Branyan, acquired in a trade with the Indians on Sunday, made his first appearance for the Mariners since last Aug. 28. A bad back ended Branyan's first season with Seattle prematurely, but he still led the team with 31 home runs.
He contributed a single in his first game back.
Unlike the majority of his 12 starts this season, Lee (7-3) had some breathing room. The first of two Nick Swisher home runs gave the Yankees a 1-0 lead in the first inning, but the Mariners retaliated with single runs in the second, third, fourth and fifth innings, then delivered a knockout punch on Hughes with three runs in the sixth.
The Yankees made things a little interesting in the ninth, scoring their final two runs, but Lee made it from start to finish by getting the last two hitters to pop out to shortstop Jack Wilson.
"It obviously is a very good lineup," Lee said. "They are the defending world champions, and some additions make them that much better. With [Curtis] Granderson in there, it's a much better lineup."
The first Yankees out in the ninth inning was Alex Rodriguez's routine grounder to Wilson, ending an 0-for-4 game for A-Rod.
"The big out was with Alex in the ninth," Wakamatsu said. "It kind of gave himself a little breathing room. It was just a tremendous performance --  efficient pitches. I thought he had command of almost all of his pitches. I thought his cutter was extremely effective."
The Yankees were impressed with Lee's performance.
"I actually thought we swung the bats as good tonight as we have the last three or four times that we've seen him," manager Joe Girardi said. "We squared some balls up; I thought they played good defense behind him. We didn't strike out. We were making contact, but when they got to seven [runs], that was pretty big.

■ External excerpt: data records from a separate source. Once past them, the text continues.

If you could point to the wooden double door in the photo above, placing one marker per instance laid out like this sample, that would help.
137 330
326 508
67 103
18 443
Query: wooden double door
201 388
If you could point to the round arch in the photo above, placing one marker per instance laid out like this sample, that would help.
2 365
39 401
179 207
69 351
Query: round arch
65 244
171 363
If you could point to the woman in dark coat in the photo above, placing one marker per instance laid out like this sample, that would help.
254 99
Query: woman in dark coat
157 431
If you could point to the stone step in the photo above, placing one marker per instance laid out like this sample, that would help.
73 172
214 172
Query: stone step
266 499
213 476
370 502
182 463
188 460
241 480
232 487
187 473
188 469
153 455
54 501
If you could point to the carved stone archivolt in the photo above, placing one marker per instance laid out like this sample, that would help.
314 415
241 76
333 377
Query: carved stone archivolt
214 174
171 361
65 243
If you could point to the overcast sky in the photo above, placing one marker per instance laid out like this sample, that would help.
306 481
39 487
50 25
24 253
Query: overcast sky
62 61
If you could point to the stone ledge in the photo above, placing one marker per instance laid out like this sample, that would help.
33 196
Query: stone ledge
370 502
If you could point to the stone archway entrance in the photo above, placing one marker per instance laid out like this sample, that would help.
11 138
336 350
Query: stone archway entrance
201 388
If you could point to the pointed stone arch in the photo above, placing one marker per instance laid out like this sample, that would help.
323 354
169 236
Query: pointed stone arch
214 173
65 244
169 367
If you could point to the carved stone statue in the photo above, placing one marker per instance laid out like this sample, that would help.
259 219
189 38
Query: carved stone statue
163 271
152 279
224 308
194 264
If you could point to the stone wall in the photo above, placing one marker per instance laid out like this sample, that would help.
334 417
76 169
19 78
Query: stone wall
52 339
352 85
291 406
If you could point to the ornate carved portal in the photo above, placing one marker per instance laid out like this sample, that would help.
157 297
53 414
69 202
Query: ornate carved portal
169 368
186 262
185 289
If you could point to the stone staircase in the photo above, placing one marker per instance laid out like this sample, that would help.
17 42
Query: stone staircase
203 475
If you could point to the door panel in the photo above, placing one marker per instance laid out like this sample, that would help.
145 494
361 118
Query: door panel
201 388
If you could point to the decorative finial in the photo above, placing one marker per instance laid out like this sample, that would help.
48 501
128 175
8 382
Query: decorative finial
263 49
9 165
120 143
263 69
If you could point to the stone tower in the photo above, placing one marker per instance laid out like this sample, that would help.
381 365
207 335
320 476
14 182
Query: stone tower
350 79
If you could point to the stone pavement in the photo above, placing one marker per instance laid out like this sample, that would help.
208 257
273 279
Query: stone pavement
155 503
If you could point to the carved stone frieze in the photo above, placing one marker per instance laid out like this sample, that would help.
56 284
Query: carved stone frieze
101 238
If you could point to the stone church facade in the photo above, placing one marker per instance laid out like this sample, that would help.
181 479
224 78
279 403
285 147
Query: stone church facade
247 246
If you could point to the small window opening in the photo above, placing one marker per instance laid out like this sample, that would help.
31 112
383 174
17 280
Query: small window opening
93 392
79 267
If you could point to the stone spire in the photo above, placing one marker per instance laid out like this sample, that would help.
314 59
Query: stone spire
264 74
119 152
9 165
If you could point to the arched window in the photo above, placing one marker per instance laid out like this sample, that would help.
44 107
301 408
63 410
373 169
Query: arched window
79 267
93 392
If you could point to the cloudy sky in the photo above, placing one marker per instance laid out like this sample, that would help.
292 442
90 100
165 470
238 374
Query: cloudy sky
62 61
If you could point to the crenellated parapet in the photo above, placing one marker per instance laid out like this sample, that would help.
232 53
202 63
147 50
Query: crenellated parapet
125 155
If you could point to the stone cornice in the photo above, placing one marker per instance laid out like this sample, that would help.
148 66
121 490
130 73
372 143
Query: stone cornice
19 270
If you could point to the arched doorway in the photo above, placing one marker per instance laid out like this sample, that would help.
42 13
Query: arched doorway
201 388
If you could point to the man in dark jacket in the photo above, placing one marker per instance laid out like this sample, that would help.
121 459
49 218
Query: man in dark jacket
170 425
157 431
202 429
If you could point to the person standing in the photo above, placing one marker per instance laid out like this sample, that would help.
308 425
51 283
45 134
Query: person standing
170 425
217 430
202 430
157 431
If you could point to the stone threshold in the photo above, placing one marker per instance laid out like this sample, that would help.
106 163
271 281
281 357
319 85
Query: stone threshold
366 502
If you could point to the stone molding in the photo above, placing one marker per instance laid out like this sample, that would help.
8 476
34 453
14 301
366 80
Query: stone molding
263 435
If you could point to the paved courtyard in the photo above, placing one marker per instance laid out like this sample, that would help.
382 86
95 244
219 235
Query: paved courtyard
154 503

"[Lee] never beats himself. He never walks people. He has the ability to strike you out, and he locates extremely well. He knows how to change speeds extremely well. He's got a little sink to it, he's got a little cut to it, he's got a curveball, a slider and a changeup. He just knows how to pitch, and his command is very, very good."
Lee's streak of consecutive walk-free innings ended at 38 1/3 when he issued a full-count free pass to designated hitter Jorge Posada in the second inning.
Lee had faced 144 batters since walking Nick Punto of the Twins on June 2.
The streaks were the longest in Mariners history. Jamie Moyer previously held the longest streak of innings without a walk at 28 1/3 in 2002. Lee's three consecutive starts without a walk were also a club record.
Lee has now issued five walks in 95 2/3 innings this season.
"Whatever," Lee said. "[Posada] fouled off a 3-2 pitch and took a pretty close pitch [for ball four]. You have to credit him for getting a walk there. I was ahead of him, 1-2, and had chances to get him out but missed too much, and he drew a walk."